In our first lesson, ‘Cryptocurrency Explained’, we discussed how cryptocurrency blockchains help to provide transactional anonymity. Remember that there are over 1000 cryptocurrencies available though and the degree of privacy does in fact vary from one to the next.
Monero’s claim to cryptocurrency fame is that it facilitates some of the most secure, private and untraceable transactions compared to many of its counterparts.
How does Monero compare to Bitcoin?
Bitcoin is the world’s first decentralised digital currency and is still the most well-known. If you’d like to review the ins and outs of Bitcoin, refer back to our prior lesson.
Like Bitcoin, Monero enables a direct digital exchange of value between person A and person B. The transaction is made without having to go through a third-party like a bank or government. This gives you, the user, complete control over your funds and full responsibility for how you spend your digital coins.
Unlike Bitcoin, however, Monero is completely private.
It may surprise you to learn that Bitcoin is not entirely anonymous - it’s pseudonymous. In other words, it allows users to transact under an alias and keep their real names a secret.
The problem lies with the fact that your pseudonym is basically your Bitcoin address. Every transaction you make using your alias is linked to your address and stored forever in the blockchain.
So, whatever you buy and sell using Bitcoin can eventually be traced back to you.
Many within the Bitcoin community didn’t like this level of exposure and wanted a more privacy-oriented coin, therefore, in April 2014, Monero (XMR) was released. It’s built on the Cryptonote protocol, which provides a high level of privacy.
How it does this isn’t all that easy to explain – but we’ll do our best!
What makes Monero so secure?
In short, Monero uses cryptography algorithms known as ‘ring signatures’ and ‘stealth addresses’ to muddle up each transaction’s value, origin, and destination and obscure the sender’s and recipient’s identities.
A stealth address is a one-time address created on behalf of the recipient for each transaction.

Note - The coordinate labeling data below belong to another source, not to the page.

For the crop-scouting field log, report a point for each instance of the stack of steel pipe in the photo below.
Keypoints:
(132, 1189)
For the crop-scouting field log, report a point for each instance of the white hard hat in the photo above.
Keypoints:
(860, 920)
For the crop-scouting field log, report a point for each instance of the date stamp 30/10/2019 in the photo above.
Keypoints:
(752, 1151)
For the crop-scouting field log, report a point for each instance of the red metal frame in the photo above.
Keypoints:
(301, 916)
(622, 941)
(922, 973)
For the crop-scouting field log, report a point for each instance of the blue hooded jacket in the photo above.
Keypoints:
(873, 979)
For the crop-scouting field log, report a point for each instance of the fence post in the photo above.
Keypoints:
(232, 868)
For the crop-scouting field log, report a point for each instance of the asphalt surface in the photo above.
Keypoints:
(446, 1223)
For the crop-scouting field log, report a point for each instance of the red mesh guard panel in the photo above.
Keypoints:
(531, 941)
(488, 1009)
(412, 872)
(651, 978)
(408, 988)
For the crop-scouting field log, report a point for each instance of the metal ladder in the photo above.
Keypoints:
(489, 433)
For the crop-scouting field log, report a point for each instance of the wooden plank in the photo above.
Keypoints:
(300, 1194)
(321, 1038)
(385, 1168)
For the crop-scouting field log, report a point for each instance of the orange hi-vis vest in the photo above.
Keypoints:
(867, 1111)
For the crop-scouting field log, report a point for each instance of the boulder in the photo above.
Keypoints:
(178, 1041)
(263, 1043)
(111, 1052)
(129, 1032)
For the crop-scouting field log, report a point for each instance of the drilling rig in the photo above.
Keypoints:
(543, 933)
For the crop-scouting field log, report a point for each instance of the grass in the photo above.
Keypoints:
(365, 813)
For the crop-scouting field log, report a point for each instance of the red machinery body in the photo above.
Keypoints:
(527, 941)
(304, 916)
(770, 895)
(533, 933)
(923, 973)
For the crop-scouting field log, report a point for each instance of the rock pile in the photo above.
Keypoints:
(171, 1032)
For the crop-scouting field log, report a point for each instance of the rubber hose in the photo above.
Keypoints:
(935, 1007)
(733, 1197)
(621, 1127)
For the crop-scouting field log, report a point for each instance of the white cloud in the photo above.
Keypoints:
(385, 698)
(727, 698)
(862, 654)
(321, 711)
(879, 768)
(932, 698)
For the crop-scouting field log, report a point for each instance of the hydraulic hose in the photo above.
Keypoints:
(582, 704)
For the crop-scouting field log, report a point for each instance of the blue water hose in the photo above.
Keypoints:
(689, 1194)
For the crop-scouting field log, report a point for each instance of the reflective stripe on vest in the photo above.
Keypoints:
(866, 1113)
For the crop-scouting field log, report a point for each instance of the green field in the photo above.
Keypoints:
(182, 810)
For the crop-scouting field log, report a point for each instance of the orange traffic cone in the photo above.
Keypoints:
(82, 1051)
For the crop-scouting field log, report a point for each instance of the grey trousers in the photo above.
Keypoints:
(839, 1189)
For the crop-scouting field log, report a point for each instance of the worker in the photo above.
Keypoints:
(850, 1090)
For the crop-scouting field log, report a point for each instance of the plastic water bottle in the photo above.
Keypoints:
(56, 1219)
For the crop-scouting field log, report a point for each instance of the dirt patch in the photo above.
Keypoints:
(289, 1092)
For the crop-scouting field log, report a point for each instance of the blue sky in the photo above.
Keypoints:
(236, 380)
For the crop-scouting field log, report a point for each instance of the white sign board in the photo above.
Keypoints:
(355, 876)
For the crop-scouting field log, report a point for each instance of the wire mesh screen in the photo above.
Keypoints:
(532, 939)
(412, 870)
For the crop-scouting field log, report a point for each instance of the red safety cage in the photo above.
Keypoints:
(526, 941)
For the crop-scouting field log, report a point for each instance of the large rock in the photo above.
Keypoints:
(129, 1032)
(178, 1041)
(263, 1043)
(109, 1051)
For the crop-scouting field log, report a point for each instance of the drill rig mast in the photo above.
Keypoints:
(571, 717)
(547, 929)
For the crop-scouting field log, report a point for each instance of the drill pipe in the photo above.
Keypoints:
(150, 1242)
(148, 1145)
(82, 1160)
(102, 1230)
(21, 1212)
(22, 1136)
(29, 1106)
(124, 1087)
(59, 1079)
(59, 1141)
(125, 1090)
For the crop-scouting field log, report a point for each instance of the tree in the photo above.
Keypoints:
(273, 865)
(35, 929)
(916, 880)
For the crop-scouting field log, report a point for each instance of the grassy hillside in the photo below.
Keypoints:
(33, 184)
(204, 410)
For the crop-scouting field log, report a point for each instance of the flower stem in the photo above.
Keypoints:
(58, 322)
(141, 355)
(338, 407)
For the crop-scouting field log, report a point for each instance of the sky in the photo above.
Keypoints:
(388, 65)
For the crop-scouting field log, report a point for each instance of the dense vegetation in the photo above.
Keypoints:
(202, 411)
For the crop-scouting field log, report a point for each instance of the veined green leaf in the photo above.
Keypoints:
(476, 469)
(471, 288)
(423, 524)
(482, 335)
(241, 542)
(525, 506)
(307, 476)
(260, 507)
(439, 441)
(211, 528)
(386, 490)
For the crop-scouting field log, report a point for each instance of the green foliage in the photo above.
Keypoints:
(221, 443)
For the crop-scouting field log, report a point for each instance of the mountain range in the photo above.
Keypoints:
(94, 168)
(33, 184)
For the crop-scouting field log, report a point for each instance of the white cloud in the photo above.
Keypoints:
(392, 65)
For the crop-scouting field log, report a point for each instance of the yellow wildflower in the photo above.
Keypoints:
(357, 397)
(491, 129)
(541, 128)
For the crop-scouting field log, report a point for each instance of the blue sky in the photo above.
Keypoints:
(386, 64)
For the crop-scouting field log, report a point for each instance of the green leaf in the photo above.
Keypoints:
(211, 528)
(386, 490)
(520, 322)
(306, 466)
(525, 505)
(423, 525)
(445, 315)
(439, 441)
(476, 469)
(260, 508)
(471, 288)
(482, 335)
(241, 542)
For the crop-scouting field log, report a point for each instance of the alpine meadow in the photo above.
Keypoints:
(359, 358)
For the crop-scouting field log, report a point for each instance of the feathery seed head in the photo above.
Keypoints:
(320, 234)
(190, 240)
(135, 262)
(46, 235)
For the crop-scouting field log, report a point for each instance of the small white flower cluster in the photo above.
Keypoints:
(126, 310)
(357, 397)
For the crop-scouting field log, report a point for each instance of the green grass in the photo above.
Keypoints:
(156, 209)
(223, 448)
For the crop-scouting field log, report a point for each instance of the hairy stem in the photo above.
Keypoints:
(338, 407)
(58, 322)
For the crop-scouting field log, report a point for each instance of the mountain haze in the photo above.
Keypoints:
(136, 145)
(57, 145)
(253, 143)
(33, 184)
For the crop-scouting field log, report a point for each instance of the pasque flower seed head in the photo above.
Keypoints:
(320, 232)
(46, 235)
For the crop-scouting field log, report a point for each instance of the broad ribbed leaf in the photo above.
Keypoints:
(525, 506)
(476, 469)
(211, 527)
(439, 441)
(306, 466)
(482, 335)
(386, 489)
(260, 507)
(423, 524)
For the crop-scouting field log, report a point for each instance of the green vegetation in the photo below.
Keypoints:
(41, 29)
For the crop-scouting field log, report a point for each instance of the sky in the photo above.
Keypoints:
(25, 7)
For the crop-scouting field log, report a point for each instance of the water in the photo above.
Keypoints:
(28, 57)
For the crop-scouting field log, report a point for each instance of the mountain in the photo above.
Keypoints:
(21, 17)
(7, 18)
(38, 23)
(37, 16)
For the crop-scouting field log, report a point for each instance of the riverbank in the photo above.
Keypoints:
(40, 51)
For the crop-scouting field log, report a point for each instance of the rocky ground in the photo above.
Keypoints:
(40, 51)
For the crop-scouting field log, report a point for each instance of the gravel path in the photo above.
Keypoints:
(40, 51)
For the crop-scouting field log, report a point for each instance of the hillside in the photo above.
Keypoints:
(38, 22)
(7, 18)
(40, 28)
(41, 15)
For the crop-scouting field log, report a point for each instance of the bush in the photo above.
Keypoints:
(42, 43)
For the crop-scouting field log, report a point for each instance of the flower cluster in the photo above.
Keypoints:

A ring signature is a mix of the user’s account keys with public keys pulled off the Monero blockchain. This creates a ring of possible signatories, making it impossible to link a specific transaction with a specific user.
However, it’s not all ‘cloak and dagger’; Monero users can also choose to share their information selectively with certain people.
What are the benefits of this increased privacy?
Well, apart from the obvious peace-of-mind, Monero’s enhanced privacy makes the cryptocurrency ‘fungible’. This means that each individual unit of currency can be substituted for another - or, if we put it another way, every coin has an objectively equal value.
Fungibility is important because it means that the value of each Monero unit is secure. The value of Bitcoins, for example, can be compromised because the transactions are traceable. If certain units of Bitcoin are associated with illegal or illicit activities, such as purchasing drugs, then their value can drop as that particular unit becomes undesirable.
Since Monero transactions are untraceable, they cannot be associated with ‘dirty’ deals – ensuring a stable unit value. These unique qualities of privacy and fungibility have contributed massively to Monero’s steady increase in popularity and use.
What if you’re a miner?
Another difference between Bitcoin and Monero is that the latter offers miners a ‘permanent block reward’. By comparison, with each block of Bitcoin that is mined, the reward drops. Furthermore, there is a cap of 21 million Bitcoins, while miners can create Monero indefinitely.
Where can you get Monero?
Given the growing demand for Monero, it’s becoming more readily available. It can be bought using several different cryptocurrency exchanges, such as GDAX or Kraken.